Kontribusi dan Jejak Kaum Thariqah dalam Kemerdekaan Indonesia
(Catatan Historis, Teologis, dan Sosiologis) Oleh: Mashuri Mazdi, Sekretaris JATMAN Kab. Cilacap

(Catatan Historis, Teologis, dan Sosiologis)
Oleh: Mashuri Mazdi, Sekretaris JATMAN Kab. Cilacap
Perjuangan kemerdekaan Indonesia tidak bisa dilepaskan dari peran kelompok-kelompok keagamaan. Salah satu komponen penting di dalamnya adalah kaum thariqah, yaitu para pengikut tarekat sufi yang tersebar di berbagai wilayah Nusantara. Meskipun secara umum mereka dikenal dengan aktivitas spiritual seperti dzikir, wirid, dan khalwat, dalam sejarahnya mereka telah memainkan peran signifikan dalam membangun kesadaran kebangsaan, menentang kolonialisme, serta menjadi pelopor perlawanan bersenjata maupun kultural terhadap kekuasaan asing.
Struktur Sosial dan Politik Tarekat
Kaum thariqah memiliki struktur sosial keagamaan yang sangat kuat dan terorganisir. Kepemimpinan spiritual (mursyid) dan hubungan murid-guru yang sangat erat membentuk loyalitas dan solidaritas kolektif. Di samping itu para mursyidin juga memiliki badal badal (wakil / koordinator) yang tersebar di setiap pelosok desa, hal ini menjadikan tarekat bukan hanya sebagai jalan spiritual, tetapi juga sebagai jaringan sosial-politik yang potensial dalam menggerakkan massa untuk kepentingan perjuangan nasional. Beberapa tarekat seperti; Tarekat Syattariyah, Naqsyabandiyah, dan Qadiriyah wa Naqsyabandiyah ternyata mampu menjadi penggerak utama di berbagai wilayah seperti Minangkabau, Jawa Barat, dan Kalimantan Selatan. Dalam konteks ini, tarekat telah berperan menjadi pusat pendidikan, pemberdayaan umat, dan juga basis perlawanan terhadap penjajahan (Baca Bruinessen, Martin van : 1992)

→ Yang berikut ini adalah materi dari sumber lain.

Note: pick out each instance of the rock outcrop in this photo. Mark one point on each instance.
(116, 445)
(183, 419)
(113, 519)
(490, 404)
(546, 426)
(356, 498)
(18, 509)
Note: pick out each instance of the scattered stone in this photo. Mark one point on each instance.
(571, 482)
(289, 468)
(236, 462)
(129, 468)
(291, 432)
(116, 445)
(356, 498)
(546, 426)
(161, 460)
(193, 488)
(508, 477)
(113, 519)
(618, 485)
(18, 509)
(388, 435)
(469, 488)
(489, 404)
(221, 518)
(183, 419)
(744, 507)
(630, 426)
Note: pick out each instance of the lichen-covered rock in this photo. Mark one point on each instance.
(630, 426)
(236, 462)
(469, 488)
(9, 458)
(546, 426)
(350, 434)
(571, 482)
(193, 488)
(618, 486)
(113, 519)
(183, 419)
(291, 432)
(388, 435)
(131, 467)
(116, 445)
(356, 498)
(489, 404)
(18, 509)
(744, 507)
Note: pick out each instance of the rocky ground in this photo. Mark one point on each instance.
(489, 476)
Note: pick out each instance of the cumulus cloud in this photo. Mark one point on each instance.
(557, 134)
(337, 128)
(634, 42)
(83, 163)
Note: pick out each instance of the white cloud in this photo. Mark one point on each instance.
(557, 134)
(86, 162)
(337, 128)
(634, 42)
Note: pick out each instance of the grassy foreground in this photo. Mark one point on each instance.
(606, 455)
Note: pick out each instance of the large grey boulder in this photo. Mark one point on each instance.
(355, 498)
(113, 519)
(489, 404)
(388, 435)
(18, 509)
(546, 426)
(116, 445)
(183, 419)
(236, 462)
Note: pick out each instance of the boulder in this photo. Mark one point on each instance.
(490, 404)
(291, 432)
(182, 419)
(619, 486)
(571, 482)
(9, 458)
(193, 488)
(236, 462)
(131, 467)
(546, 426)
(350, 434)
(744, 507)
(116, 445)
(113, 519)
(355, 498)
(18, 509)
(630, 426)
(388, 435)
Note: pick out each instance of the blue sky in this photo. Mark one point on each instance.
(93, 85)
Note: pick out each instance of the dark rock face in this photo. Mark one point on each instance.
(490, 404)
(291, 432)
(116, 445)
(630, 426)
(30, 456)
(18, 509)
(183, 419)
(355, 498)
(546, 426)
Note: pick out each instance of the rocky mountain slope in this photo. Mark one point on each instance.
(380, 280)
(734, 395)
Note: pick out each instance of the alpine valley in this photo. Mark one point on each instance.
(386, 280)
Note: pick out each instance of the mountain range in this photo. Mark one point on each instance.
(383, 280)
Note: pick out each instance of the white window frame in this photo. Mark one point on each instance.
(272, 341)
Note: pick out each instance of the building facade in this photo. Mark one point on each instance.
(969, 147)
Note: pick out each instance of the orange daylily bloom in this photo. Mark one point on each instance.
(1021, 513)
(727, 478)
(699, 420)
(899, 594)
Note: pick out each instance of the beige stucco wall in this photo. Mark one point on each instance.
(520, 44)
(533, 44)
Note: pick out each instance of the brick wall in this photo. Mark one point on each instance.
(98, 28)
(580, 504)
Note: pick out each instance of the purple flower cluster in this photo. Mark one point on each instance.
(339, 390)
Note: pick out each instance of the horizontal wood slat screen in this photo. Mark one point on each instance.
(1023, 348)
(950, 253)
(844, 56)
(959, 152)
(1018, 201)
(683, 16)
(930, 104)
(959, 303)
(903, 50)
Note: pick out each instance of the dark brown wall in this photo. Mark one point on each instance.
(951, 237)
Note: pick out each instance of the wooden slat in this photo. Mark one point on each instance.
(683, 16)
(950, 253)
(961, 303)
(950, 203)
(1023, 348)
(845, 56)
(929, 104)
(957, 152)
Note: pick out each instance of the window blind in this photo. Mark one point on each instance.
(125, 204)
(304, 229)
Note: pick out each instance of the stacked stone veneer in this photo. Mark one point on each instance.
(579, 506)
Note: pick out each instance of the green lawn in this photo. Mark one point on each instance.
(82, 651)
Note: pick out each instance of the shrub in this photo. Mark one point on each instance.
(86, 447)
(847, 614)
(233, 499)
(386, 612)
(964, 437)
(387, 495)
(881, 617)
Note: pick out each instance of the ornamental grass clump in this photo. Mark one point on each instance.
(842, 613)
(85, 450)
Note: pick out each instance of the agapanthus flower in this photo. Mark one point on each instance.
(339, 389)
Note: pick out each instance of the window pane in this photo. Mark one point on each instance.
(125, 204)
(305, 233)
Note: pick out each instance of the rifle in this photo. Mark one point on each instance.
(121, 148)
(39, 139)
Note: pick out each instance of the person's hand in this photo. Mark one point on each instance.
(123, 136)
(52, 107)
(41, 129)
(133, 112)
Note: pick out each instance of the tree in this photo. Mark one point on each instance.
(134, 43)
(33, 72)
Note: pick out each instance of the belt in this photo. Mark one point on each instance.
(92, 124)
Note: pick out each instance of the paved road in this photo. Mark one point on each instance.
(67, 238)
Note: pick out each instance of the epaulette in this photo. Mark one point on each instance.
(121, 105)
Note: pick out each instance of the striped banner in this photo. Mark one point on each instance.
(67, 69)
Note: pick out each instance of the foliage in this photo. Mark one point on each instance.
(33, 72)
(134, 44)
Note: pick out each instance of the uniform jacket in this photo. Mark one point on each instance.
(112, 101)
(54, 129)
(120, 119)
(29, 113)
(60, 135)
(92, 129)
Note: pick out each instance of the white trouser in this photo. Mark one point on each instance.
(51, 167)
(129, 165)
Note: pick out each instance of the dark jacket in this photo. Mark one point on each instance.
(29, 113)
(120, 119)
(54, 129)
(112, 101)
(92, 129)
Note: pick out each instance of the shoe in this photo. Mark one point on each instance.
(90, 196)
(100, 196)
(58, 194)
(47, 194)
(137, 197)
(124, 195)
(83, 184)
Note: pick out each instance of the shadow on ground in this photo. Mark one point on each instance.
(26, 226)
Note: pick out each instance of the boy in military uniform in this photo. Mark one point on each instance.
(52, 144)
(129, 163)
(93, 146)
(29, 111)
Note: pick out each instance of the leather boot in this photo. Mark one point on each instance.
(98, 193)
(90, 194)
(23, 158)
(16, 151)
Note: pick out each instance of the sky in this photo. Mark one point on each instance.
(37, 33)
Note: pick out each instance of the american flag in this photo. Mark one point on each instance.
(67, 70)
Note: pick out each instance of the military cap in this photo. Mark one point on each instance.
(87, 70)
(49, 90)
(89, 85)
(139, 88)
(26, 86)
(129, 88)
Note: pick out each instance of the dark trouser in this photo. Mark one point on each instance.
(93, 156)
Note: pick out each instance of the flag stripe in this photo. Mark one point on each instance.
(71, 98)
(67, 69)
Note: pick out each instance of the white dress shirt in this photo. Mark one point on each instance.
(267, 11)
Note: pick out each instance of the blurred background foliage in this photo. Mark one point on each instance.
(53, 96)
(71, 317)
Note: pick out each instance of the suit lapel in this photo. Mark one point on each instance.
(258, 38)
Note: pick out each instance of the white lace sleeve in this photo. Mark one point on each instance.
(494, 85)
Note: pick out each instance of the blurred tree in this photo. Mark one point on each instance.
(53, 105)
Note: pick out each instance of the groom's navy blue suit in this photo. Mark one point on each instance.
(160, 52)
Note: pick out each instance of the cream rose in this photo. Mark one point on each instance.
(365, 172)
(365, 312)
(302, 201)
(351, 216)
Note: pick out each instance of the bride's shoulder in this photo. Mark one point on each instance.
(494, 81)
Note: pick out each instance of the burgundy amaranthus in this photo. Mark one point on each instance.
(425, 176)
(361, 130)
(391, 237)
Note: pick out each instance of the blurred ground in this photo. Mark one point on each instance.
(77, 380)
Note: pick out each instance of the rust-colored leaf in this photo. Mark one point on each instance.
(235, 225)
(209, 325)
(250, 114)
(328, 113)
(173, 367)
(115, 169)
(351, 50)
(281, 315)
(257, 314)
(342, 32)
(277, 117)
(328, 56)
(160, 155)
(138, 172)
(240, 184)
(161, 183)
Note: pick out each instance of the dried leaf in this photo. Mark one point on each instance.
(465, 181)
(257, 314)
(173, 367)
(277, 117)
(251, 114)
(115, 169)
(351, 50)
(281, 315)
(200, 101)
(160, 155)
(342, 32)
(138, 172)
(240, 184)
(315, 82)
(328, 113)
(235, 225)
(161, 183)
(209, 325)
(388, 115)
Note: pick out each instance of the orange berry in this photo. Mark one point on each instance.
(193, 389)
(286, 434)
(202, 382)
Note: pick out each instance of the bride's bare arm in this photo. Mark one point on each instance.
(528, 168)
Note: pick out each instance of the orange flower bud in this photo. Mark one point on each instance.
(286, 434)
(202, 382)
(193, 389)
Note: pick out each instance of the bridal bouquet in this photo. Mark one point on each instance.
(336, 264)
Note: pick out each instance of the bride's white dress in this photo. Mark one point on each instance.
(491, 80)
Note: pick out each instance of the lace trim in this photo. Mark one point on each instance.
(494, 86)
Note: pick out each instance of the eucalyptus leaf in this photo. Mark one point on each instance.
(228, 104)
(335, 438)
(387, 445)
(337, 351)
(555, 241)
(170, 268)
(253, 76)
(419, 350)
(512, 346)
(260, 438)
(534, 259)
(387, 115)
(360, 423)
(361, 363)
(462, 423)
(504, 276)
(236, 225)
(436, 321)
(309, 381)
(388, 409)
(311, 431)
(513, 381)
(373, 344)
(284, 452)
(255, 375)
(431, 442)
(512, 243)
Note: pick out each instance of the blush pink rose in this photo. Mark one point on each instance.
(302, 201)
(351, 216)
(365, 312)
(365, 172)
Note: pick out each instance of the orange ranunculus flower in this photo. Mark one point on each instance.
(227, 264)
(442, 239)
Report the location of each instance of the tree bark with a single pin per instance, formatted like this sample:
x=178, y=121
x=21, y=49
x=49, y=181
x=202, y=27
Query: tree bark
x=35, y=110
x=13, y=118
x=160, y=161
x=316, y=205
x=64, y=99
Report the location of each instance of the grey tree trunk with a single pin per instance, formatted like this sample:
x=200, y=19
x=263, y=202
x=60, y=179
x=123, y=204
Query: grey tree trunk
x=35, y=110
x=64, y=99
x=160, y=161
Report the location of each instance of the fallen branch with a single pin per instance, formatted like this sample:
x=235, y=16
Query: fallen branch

Minat Thariqah Ila Al-Harokah (Aspek Sosial Politik)
Thariqah di Indonesia tidak hanya menjadi jalur spiritual, melainkan juga menjadi kekuatan sosial dan budaya yang memiliki struktur komunitas yang kuat. Dalam konteks kolonialisme, struktur ini menjadi jaringan komunikasi dan mobilisasi massa yang efektif. Kaum thariqah, dengan basis pesantren, surau, zawiyah dan zikir berjamaah, sering menjadi pusat konsolidasi umat. Hal ini bisa kita lihat pada gerakan perlawanan yang terjadi, di antaranya;
1. Perlawanan Diponegoro (1825–1830)
Pangeran Diponegoro bukan hanya seorang bangsawan keraton. Ia adalah murid Tarekat Syattariyah, yang mengajarkan pengendalian diri, kesabaran, dan perjuangan atas nama keadilan. Ia juga diyakini sebagai figur Ratu Adil oleh para pengikutnya - sebuah konsep mistik yang diperkuat oleh ajaran tarekat. Tasawuf memberikan fondasi moral dan spiritual untuk gerakan ini. Maka tak heran, perang yang dipicu oleh ketidakadilan pajak dan campur tangan kolonial dalam urusan adat dan agama, berubah menjadi perang besar yang mengguncang Belanda selama lima tahun.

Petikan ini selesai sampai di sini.